We weten nu dat de wacht bij de Europese Centrale Bank (ECB) in oktober zal veranderen. Het huidige hoofd van het Internationaal Monetair Fonds (IMF), Christine Lagarde, zal op dat moment de huidige ECB-president Mario Draghi opvolgen.
Een bekende hoeveelheid onder de politieke en beleggersklasse van Europa, Lagarde lijkt een veilige keuze: zij is een advocaat van opleiding, geen econoom. Daarom is het onwaarschijnlijk dat zij dramatische veranderingen inluidt, in tegenstelling tot de huidige president van de Europese Centrale Bank, Mario Draghi, die de opdracht van de ECB aanzienlijk heeft uitgebreid in de nasleep van zijn belofte om “alles te doen wat nodig is” om de unie van de gemeenschappelijke munt te redden (Draghi heeft dit gedaan door de solvabiliteit van de lidstaten van de eurozone te verzekeren door een aanzienlijk uitgebreide aankoop van staatsobligaties).
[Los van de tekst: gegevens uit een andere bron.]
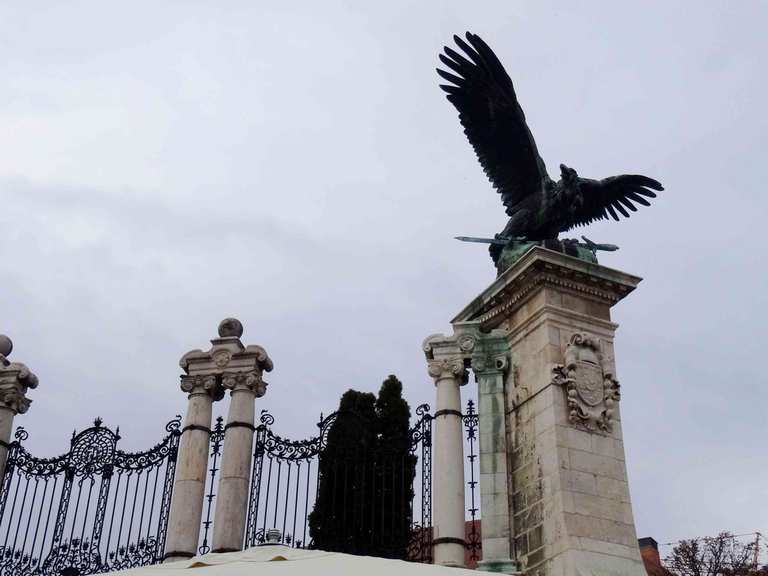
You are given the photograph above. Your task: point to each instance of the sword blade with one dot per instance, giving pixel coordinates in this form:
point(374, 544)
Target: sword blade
point(497, 241)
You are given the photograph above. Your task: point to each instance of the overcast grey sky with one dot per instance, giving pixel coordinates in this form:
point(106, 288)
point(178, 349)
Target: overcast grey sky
point(164, 165)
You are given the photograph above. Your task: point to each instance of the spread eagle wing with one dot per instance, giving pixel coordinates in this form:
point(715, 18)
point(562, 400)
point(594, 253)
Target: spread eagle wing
point(599, 198)
point(493, 120)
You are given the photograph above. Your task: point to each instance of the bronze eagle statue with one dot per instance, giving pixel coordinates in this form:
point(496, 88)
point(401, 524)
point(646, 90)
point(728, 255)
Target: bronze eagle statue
point(538, 208)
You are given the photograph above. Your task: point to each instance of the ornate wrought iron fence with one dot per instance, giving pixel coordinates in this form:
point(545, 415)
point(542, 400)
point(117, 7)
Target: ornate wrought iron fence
point(285, 484)
point(93, 509)
point(473, 542)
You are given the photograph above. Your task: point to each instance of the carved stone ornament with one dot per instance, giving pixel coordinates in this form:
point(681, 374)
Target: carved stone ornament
point(467, 342)
point(202, 385)
point(591, 391)
point(251, 380)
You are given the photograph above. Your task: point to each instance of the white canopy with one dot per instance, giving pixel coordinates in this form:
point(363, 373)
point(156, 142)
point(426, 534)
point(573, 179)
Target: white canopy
point(278, 560)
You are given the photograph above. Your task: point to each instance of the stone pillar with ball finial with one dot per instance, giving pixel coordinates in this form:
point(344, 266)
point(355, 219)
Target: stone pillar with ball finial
point(15, 380)
point(202, 382)
point(241, 373)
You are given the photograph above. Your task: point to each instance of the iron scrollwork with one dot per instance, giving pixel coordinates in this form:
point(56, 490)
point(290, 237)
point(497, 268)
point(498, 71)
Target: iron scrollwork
point(93, 509)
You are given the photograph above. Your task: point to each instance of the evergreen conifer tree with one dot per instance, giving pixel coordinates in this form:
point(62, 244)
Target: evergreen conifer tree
point(366, 476)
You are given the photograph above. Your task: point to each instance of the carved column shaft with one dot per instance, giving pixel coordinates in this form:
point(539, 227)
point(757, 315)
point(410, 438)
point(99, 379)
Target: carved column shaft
point(232, 498)
point(448, 464)
point(191, 469)
point(490, 365)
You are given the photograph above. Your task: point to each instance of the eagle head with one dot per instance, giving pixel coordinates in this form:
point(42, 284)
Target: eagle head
point(568, 176)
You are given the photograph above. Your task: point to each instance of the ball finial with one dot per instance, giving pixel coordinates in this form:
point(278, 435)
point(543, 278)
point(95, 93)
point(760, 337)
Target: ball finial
point(6, 346)
point(230, 327)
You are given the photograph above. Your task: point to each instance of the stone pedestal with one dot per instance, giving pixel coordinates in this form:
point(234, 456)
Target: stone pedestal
point(446, 366)
point(554, 493)
point(15, 380)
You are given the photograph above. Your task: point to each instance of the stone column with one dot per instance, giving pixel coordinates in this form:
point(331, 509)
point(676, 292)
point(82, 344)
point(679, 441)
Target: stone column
point(191, 468)
point(446, 366)
point(490, 365)
point(566, 476)
point(202, 382)
point(243, 376)
point(15, 380)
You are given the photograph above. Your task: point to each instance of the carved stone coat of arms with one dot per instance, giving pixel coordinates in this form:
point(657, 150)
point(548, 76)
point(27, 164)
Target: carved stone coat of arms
point(591, 391)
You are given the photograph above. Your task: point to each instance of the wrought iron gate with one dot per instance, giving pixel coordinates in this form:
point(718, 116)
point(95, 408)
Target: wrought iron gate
point(93, 509)
point(285, 485)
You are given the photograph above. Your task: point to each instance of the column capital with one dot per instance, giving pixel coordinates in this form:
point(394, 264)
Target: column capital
point(245, 381)
point(15, 380)
point(231, 364)
point(448, 368)
point(201, 385)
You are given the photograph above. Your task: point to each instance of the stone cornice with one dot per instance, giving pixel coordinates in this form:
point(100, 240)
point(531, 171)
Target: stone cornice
point(244, 381)
point(227, 365)
point(545, 268)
In plaats daarvan zal Lagarde zich waarschijnlijk aan haar opdracht houden, zoals elke goede advocaat. Het lijdt geen twijfel dat haar jarenlange werkzaamheden als hoofd van het IMF ook haar neiging zullen versterken om de heersende op bezuinigingen gebaseerde ECB-ideologie niet te verstoren.
Helaas heeft de eurozone nu iets meer nodig, vooral gezien de steeds kwetsbaardere staat van de Europese economieën. De eurozone heeft nog steeds geen eigen schatkist en er is geen volledig verzekerde bankenunie. Die beperkingen zullen waarschijnlijk veel opvallender worden in elke grotere vorm van recessie, vooral als ze gepaard gaan met een bankencrisis. Dat is de reden waarom de gespannen kandidatuur van Jens Weidmann misschien de riskantere gok was voor de topbaan bij de ECB, maar uiteindelijk een keuze met meer politiek voordeel. Een oude Duitse centrale bankier had wellicht de basis kunnen leggen voor de vereiste paradigmatische verschuiving met succes dan een Franse advocaat, vooral nu Duitsland zelf in het oog staat van de groeiende economische storm.
Het is zomer , maar het leven is zeker niet gemakkelijk in de eurozone. De mediterrane economieën – met name Griekenland en Italië – hebben het afgelopen decennium nooit echt duurzame groei gerealiseerd, en voor zover een van beide landen tekorten had of reddingssteun kreeg, werd het grotendeels gebruikt om schulden aan een reeks bankschuldeisers af te lossen, in plaats van meer werkgelegenheid te genereren. De zwakte van de eurozone verspreidt zich nu echter snel naar het noorden , met name in Duitsland, waar de klimaatindex voor productiebedrijven van het Ifo Institute ‘ in vrije val’ is, ‘Meldt de Financial Times. De Ifo-indicator – een goede toevallige graadmeter voor de algehele economische gezondheid in de belangrijkste productiehub van de eurozone – boekte de slechtste meting in negen jaar en daalde steevast naar min 4,3 in juli versus een winst van plus 1,3 in juni. Bovendien is de Duitse inkoopmanagersindex (PMI) de afgelopen maanden tot halverwege de jaren 40 gedaald . Vijftig is de afbakening die expansie scheidt van contractie, wat een dreigende recessie suggereert.
Bovendien wordt de toonaangevende bank van Duitsland, Deutsche Bank (DB), gestaag geopenbaard als de grootste opslagplaats voor bedrijfscorruptie sinds BCCI . Of het nu gaat om het witwassen van geld voor Russische oligarchen (of, naar verluidt, de familie Trump); betrokkenheid bij rentefraude zoals manipulatie van LIBOR; schendingen van Amerikaanse economische sancties tegen onder meer Iran, Syrië, Libië en Sudan; of de verkoop van giftige effecten in de aanloop naar de financiële crisis van 2008, heeft DB een leidende rol gespeeld en betaalt nu de prijs. Berlijn heeft herhaaldelijk gezocht naar een koper voor de bank, maar zowel Commerzbank als UniCredit hebben onder de motorkap gekeken en dienovereenkomstig naar de heuvels gerend. De koersprestaties suggereren dat Deutsche Bank een op handen zijnde kandidaat is voor een reddingsoperatie, zo niet regelrechte nationalisatie.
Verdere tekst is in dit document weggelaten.